The weekend storm may have brought tornadoes to Auckland but it also left the city's water storage lakes half full.
Lake levels have reached 54.5 per cent, about 10 per cent higher than a week ago.
Watercare chief executive Raveen Jaduram is "ecstatic", he told Morning Report.
"It's been a good weekend of rain.
"We're still about 20 percent below than we would have been normally, so we need a couple more of these rainstorms and that should bring it back to normal.
"If we can balance the rain without the carnage that would be good."
Heavy rain events can be tricky for forecasters to predict and this one came as a surprise, he said.
"We were expecting June to be an average month for rainfall and I think we've ended up with rainfall in the Waitakeres being well above average, and probably just over average in the Hūnua (Ranges)."

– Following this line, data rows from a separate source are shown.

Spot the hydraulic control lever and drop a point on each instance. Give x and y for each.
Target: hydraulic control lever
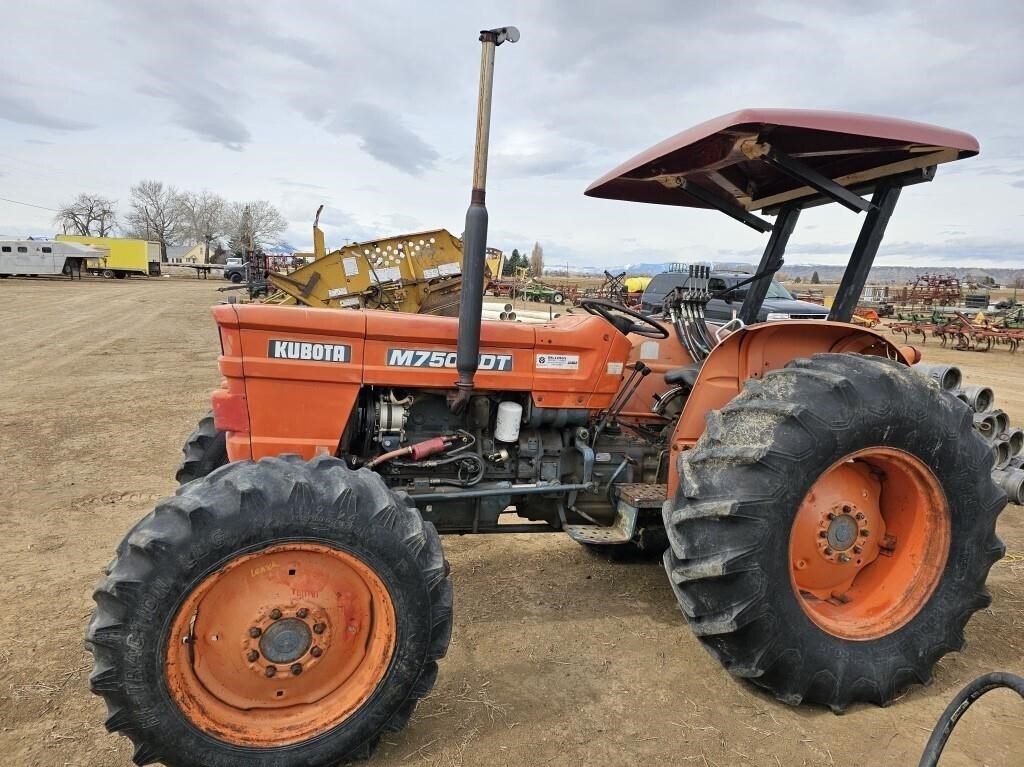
(640, 371)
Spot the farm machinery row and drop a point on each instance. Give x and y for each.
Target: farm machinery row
(825, 513)
(964, 334)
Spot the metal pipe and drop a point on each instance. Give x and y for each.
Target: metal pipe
(947, 376)
(1001, 421)
(1001, 452)
(1012, 481)
(979, 398)
(475, 233)
(985, 424)
(1015, 438)
(520, 489)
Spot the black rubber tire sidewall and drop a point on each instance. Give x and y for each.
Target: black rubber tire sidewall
(880, 406)
(307, 516)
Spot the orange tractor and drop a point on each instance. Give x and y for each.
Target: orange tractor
(826, 513)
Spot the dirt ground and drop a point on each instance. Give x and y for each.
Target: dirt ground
(559, 657)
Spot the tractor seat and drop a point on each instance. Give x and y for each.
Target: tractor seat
(687, 375)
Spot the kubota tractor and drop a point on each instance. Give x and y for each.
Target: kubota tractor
(827, 512)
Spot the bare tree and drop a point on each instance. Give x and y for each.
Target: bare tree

Over the past four days Auckland City has had 90mm of rain according to MetService.
But water still has to be conserved because spring is forecast to be dryer than normal, Jaduram said.
Aucklanders had been asked to keep water usage below 410 mega litres a day in June and said the city had averaged 405 mega litres, which was an "excellent outcome".
"We've got more rain than we thought and we're also pumping more from the Waikato River.
"Now we're going into July, we're expecting average rainfall. If Aucklanders keep demand closer to 400 megalitres a day that would be fantastic".
Restrictions remain, so Aucklanders should continue to be very efficient with their water use inside the house, and are banned from using hoses outside.
"It wouldn't be necessary with all the rain we're getting, hopefully," he said.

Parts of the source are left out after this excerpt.